That doesn’t mean a hot yoga class, a sit in the schvitz, or, yes, a ceremony in a Temazcal, doesn’t have its benefits. That heart workout is no joke—one 20-year study of Finnish men found that taking multiple saunas per week was associated with longevity and heart health. There’s the muscle relaxation, and the stress-reducing, happiness-boosting brain chemical effect. And on a community level, there’s the experience of going through an ecstasy-inducing ritual with a group all together that fosters closeness and community.

Which takes us back to the Temazcal tucked away by the cenote.

My experience in the Temazcal

The first morning of my trip, I woke up in the Rosewood Mayakoba wellness suite—which came complete with a reflexology pool, essential oils linked to the phases of the moon, aromatherapy pods in the shower, and a beautiful view of the lagoon—and walked down to the Temazcal to meet the resort's resident shaman. Rosewood Mayakoba director of wellness Emmanuel Arroyo says the shaman comes from a family of shamans, which is one of the ways that Arroyo says Rosewood Mayakoba distinguishes its Temazcal experience from others. The resort also constructed the Temazacal using the orientation of the cardinal directions, which was how the Mayans constructed their famed pyramids and other important structures. Lastly, the domed shape is meant to evoke the feeling of being inside a womb, to stress the Rosewood Mayakoba's Temazcal experience as one focused on "rebirth."

“Guests tell me that it's a place that, just by walking in, inspires them to want to breathe again,” Arroyo says.

So many aspects of the Temazcal were new to me, and to my relationship. As we crawled on our hands and knees into the domed space, we were told to say “For me and for all of my relationships,” which surprised me since I’d previously thought of sweat lodge experiences as about personal discovery.

The ceremony focused on four stages of life: Being a baby and young child, being an adolescent and young adult, growing into maturity, and accepting death. We were supposed to think about and embody those phases, and the people who were part of those phases, while enduring the heat, feeling the herb-scented steam rise, and even listening to instruments that resembled the sounds of jungle animals.

“Mayans associate fire as a process that transforms things,” Arroyo says. “It is a place where you enter with the idea of going through this process of transformation and evolution.”

Getting to tap into my inner child, and envision my future with my husband sitting next to me, deepened the experience in that I knew I wasn’t going through it alone. My husband told me before we entered the Temazcal that he was nervous, because he doesn’t handle heat well. But the heat, the chanting, the doing something wildly out of our comfort zone, and mutually approaching a new experience with respect and openness, made us feel like we had been through something together—which the power of intentional sweating in a ritualized setting facilitated.

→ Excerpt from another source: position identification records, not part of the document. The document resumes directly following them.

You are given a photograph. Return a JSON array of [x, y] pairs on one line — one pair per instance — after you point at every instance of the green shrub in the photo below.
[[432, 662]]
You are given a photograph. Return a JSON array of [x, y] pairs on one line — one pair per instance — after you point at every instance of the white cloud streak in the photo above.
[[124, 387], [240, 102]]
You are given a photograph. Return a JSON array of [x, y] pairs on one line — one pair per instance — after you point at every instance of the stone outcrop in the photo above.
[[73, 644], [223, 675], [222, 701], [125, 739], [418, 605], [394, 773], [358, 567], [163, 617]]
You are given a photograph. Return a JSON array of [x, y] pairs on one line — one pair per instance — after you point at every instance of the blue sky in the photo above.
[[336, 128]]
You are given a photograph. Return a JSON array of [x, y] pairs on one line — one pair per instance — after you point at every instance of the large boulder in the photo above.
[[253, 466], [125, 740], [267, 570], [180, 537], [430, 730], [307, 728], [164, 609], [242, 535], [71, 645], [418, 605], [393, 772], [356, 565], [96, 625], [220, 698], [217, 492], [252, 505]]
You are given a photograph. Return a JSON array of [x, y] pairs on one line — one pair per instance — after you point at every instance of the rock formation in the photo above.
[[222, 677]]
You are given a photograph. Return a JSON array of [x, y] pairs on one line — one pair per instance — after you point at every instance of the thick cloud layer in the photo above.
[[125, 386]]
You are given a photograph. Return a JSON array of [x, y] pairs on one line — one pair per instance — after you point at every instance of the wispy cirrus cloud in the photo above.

“You get social cohesion when, as a group, you experience a challenge and you overcome it,” Everts says. “There is this not just euphoria, but you [also] feel closer to the people around you. There's something about that that leads to sweating being partly a universal hobby.”

Whether my Temazcal experience at all resembled the practices of indigenous mesoamericans, or whether it was a tourist attraction made palatable for western consumption, I can't say; Everts notes that indigenous sweat lodge rituals are often so sacred that they are not widely spoken about. Aiming for authenticity in a resort setting is its own form of appropriation, since it suggests that a sacred ritual can and should be replicated for the benefit of white tourists. But my Temazacal ceremony was its own experience—and I feel grateful that I got to partake in the ritual as it was.

At the end of the hour, we were told to exit and say “I am reborn.” Dripping with both the condensation built up by steam in the dome and my own sweat, I knew that I was not physically “purifying” myself. However, the refrain we repeated many times—for me and for my relationships—echoed in the dome, and continues to reverberate when my blood pumps, and my temperature rises, today.